8 Results of analyses

In this section, we present the results of our analyses in two parts. In the first part, we present the synthesized effects at each time point. As mentioned in the manuscript, results based on a limited number of effects (M) and/or studies (K) should be ignored due to their unreliable nature.

Also presented in the first part is the \(R^2\) test of heterogeneity. \(R^2\) indicates the percentage of change in the total heterogeneity (between- and within the studies) in the true effects of note-taking from a model without any MUTOS moderator (a null model) to that from a model that includes a set of MUTOS moderators of interest.

While necessary, the results presented in the first part may not by themselves immediately translate into evidence-based recommendations.

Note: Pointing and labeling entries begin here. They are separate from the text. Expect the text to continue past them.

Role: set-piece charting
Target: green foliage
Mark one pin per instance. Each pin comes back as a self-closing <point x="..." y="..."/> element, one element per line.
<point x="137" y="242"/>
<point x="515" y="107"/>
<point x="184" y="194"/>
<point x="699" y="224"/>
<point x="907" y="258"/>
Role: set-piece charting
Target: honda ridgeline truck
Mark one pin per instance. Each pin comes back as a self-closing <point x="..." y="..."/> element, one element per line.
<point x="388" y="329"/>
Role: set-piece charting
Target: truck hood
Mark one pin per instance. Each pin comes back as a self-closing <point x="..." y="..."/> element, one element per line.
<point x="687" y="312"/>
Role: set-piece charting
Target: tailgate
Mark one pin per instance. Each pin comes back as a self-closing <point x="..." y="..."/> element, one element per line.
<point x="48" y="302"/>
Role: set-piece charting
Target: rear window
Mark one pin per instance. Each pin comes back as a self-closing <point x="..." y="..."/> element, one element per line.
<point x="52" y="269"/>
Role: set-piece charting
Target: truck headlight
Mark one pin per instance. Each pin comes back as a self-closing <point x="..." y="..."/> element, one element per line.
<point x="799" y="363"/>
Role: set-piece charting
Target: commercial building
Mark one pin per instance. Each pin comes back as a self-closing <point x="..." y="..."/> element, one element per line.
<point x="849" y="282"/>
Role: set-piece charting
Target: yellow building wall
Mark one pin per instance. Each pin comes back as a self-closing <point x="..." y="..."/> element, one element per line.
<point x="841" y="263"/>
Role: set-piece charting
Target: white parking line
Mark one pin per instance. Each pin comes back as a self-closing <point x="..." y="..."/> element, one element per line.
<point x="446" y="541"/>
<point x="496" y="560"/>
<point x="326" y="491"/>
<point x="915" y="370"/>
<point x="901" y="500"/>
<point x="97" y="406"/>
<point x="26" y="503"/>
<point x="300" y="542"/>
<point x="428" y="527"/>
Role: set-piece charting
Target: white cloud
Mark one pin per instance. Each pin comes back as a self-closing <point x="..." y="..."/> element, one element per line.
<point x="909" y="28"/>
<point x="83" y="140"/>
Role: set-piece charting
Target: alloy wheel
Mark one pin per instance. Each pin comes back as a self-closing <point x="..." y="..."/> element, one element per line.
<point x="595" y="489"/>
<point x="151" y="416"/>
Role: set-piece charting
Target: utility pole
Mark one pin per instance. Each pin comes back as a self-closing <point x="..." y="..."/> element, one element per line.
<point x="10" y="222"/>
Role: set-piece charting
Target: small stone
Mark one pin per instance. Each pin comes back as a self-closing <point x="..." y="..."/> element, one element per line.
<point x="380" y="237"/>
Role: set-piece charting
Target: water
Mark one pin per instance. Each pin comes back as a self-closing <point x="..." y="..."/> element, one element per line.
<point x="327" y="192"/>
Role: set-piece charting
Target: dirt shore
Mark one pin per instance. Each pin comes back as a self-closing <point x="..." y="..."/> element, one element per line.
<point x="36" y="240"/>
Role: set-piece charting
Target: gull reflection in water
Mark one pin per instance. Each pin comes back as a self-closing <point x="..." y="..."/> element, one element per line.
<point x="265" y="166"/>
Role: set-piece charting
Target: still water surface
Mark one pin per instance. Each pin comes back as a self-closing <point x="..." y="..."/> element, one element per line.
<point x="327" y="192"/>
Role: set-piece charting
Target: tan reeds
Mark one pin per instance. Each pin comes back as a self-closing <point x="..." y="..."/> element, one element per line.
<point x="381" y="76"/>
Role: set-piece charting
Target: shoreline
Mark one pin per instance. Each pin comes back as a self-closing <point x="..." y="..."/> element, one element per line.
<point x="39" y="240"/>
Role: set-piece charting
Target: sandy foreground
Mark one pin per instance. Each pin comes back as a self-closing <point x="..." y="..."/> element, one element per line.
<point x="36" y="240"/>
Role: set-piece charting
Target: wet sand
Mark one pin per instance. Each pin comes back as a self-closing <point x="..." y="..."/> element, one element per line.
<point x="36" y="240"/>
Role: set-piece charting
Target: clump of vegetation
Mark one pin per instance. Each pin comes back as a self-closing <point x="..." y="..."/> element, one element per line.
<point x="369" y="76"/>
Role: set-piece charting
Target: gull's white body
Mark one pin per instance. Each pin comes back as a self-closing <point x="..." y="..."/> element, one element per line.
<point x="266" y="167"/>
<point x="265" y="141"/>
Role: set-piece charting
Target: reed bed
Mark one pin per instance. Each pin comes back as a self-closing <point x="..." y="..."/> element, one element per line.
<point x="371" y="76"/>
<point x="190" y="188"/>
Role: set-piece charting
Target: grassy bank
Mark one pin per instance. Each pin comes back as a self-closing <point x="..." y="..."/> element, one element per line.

This is because the descriptive (synthesized average effects) and the associated inferential results (CIs and p-values) simply denote how much effect at each measurement occasion exists and if that effect is reliably different from 0 at that point in time.

In the second part, we compare the changes that occurred in learners’ performance from one measurement occasion (baseline) to another (post-test) to specifically measure the potential learning “gains” that might have resulted from note-taking treatments taking into account the methodological differences that differentiate the studies to varying degrees (see Table 2 in the manuscript for more details on moderators).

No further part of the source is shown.